PORTAL7.CO.ID - Pemerintah Republik Indonesia secara resmi melanjutkan penyaluran bantuan sosial (bansos) sebagai bagian dari tahap kedua yang mencakup rentang waktu April hingga Juni 2026. Langkah ini merupakan kelanjutan dari upaya perlindungan sosial yang telah dilakukan pada periode sebelumnya.
Total alokasi dana untuk program perlindungan sosial pada tahun anggaran 2026 telah ditetapkan mencapai angka signifikan, yaitu sebesar Rp508,2 triliun. Angka ini menunjukkan komitmen pemerintah dalam menjaga kesejahteraan masyarakat rentan.
Informasi mengenai rincian pencairan disampaikan, di mana penerima Bantuan Pangan Non Tunai (BPNT) akan menerima dana sebesar Rp200.000 per bulan.
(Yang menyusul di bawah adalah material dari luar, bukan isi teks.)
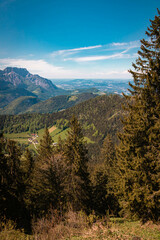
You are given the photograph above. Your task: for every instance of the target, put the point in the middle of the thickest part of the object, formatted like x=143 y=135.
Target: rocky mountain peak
x=20 y=71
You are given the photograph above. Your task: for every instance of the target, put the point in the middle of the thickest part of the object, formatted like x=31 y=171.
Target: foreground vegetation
x=77 y=226
x=59 y=193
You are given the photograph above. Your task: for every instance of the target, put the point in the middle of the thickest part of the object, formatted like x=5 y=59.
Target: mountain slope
x=59 y=103
x=14 y=82
x=20 y=105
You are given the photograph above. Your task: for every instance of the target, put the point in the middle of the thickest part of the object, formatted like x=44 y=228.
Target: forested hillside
x=65 y=188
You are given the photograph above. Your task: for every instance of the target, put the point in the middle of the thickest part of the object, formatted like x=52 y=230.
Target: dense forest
x=125 y=181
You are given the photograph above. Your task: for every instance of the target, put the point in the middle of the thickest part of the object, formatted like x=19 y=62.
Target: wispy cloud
x=40 y=66
x=97 y=52
x=72 y=51
x=85 y=62
x=3 y=3
x=103 y=57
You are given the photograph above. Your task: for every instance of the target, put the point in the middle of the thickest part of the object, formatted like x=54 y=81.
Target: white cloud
x=103 y=57
x=40 y=67
x=47 y=70
x=71 y=51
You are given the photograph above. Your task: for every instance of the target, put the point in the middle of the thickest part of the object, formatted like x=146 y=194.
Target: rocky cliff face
x=20 y=77
x=17 y=82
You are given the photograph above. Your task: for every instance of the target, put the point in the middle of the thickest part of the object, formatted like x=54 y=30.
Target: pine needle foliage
x=139 y=150
x=76 y=182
Dana ini dicairkan sekaligus untuk periode tiga bulan, sehingga total yang diterima adalah Rp600.000. Hal ini dilansir dari Okezone.
Sementara itu, besaran Program Keluarga Harapan (PKH) akan bervariasi tergantung pada kategori masing-masing Keluarga Penerima Manfaat (KPM). Nominal bantuan PKH ini ditetapkan berkisar antara Rp225.000 hingga Rp750.000 per periode.
Program PKH sendiri dialokasikan anggarannya sekitar Rp28,7 triliun dan ditujukan kepada 10 juta KPM yang terdaftar. Penyaluran tahap kedua untuk PKH ini dijadwalkan berlangsung secara bertahap dari bulan April hingga Juni tahun 2026.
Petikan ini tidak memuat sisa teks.